Lawrence Krauss on Divine hiddenness
Krauss argues that God's hiddenness is indistinguishable from nonexistence and that a universe without God looks exactly like ours.
Lawrence Krauss has framed the problem of divine hiddenness in characteristically scientific terms. He asks: what would a universe without God look like? It would look, he argues, exactly like the universe we observe — governed by impersonal physical laws, with no evidence of intervention, no clear communication from a creator, and suffering distributed randomly rather than justly. The fact that our universe matches this description perfectly is, for Krauss, strong evidence that no God exists.
Krauss is dismissive of the theological response that God hides to preserve free will. He points out that providing clear evidence of one's existence does not coerce anyone into a relationship — it simply provides information. If Krauss exists and tells you so, he is not coercing you into friendship; he is being honest. A God who withholds evidence of his existence is not being respectful — he is being deceptive, or absent.

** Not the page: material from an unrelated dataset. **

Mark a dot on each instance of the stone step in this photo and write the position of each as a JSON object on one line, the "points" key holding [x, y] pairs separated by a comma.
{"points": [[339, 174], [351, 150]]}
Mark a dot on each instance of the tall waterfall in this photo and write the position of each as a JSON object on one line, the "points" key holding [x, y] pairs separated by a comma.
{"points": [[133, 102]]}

His broader point connects to his work in cosmology: the universe shows no evidence of purpose, design, or care. Stars explode, galaxies collide, species go extinct, and the universe will eventually die a heat death. None of this bears the fingerprints of a loving creator. The simplest explanation for God's hiddenness, Krauss insists, is that there is no God to be hidden.
“A universe without God looks exactly like the universe we live in. At some point, the simplest explanation is the correct one.”